Di fatto, stiamo assistendo a un fenomeno preoccupante che anche i media contribuiscono ad alimentare ovvero a un tentativo sistematico di scristianizzazione della società, presentando spesso, subdolamente, anche le battaglie per la vita e la famiglia come una sorta di giogo che pochi “cattofanatici” vorrebbero imporre a una presunta “maggioranza”, per affermare le loro idee. Ma procedendo di questo passo emerge sempre più chiaramente che, a forza di fare tabula rasa del passato (con tutto il suo corollario di valori) si finisce per fare piazza pulita anche del futuro e spesso per un malinteso senso della laicità che viene oggi concepita, sempre più come, di fatto, l’esclusione della religione dai vari ambiti della società e come suo confino nell’ambito della coscienza e del sentimento individuale.

Con questa scusa, oggi, la stampa e certa politica tendono a censurare gli episodi più vili in odium fidei, evitando alcune volte persino di scrivere il nome “cristiani” o di ricordare la matrice terroristica di certi attentati. Una mancanza di onestà intellettuale che, a lungo andare, rischiamo di pagare cara, con la perdita forzata della nostra libertà.

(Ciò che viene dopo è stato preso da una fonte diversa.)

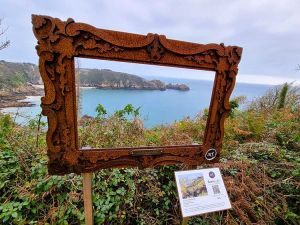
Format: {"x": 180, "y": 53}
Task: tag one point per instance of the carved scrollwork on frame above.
{"x": 60, "y": 41}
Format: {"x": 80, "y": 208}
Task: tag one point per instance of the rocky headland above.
{"x": 18, "y": 80}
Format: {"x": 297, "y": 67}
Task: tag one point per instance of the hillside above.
{"x": 18, "y": 80}
{"x": 259, "y": 163}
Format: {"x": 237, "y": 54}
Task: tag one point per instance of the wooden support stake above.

Fortunatamente dopo i recenti fatti di Roma, il ministro dell’Interno Matteo Salvini ha inviato una circolare a tutti i prefetti e questori per «aumentare controlli e attenzione in luoghi di aggregazione di cittadini islamici, per prevenire ogni tipo di violenza contro cittadini innocenti». Basta questo? Forse no, ma almeno è un inizio quello di riconoscere la persecuzione, a volte silenziosa, a volte sanguinaria, ma di certo sistematica, di ciò che, piaccia o meno, ci costituisce a tutti i livelli, come popolo, come nazione, come civiltà e che andrebbe per questo preservato come ciò che abbiamo di più caro.